|Ike Tipton, my dad, after open heart surgery November 1999|
My father, Isaac Walter Tipton, Sr. died August 22, 2000. He was 80 years old. He died of lung cancer. The previous November he had open heart surgery. I remember the day exactly because his surgery was on my birthday, November 9th.
|Pop and Ike, Jr. in one of his many earlier vegetable gardens|
My father was a physically active man up to his open heart surgery. Pop loved his vegetable garden. I remember him struggling for breath to walk the few yards to his garden just so he could do what he enjoyed the most, be out in the open air growing his veggies in friendly competition with his older brother Edward Walter Tipton, Sr.
|"Pop" (my dad) with his best friend his brother Ed|
Each year they had a friendly is serious competition who would harvest the biggest and sweetest tomato.
|Pop at "home", his vegetable garden - no flowers allowed|
During the next nine months my father struggled to regain his old vigor and activity. I often saw him sitting up by his garage, half way to his garden, stopping to get his breath. I remember watching him sitting in his favorite chair in the house (in which no one else was allowed to sit - his "Archie Bunker Chair") arms crossing his chest trying to alleviate the pain that just wouldn't go away. We, the family, could only look on and do nothing. Oh he had painkillers, which constipated him which he hated. He was a lifelong laxative user who believe in a daily "movement." If he didn't have one, he would become very morose.
He also had oxygen tanks in the house to help him breath but he didn't want that tether.
Up to two weeks before he entered the hospital and died from his lung cancer, he was working in his garden, tending his corn crop, checking for insects and cursing the birds that always used to peck at his ripened corn.

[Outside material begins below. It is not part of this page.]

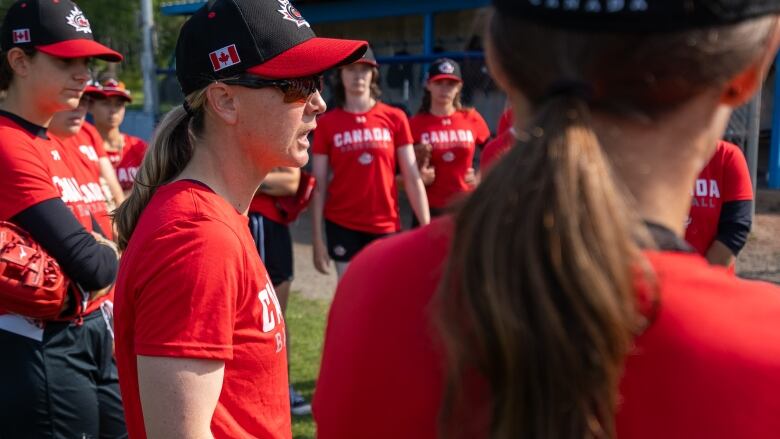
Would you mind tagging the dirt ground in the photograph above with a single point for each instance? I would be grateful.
(759, 260)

Then he went into the hospital for the last time. The pain was just too unbearable.
He was hooked up to so many wires;, pain killers, oxygen and who knows what else. He was hallucinating, worried about his garden. We tried to make him as comfortable as possible but there was no hope. He didn't want to be kept alive by artificial means. When we (the family) was told off to the side of the curtain surrounding his bed, that there was no hope, his doctor was crying. My father may have been a rough man during his physically active life, and distant from his sons but he was a cream puff in the hospital, everyone loved him. And we did too. After all he was my father. I resemble him in so many way, not only physically but in temperament and mannerisms, sometimes much to my chagrin. My Mother once told me "Pop is proud of you." That was enough for me.
When he heard from us that there was no hope he said "Get Dr. Kevorkian." He said it in semi-jest but he was serious. We could have prolonged his life by a week or two by colbolt treatments but that would only cause him more needless pain. He had suffered enough. His doctors and hospital staff did everything they could to make his final days as comfortable and pain free as possible. Of course they weren't comfortable but he wasn't suffering the extreme pain so much because of the morphine drip. But he wasn't totally there either.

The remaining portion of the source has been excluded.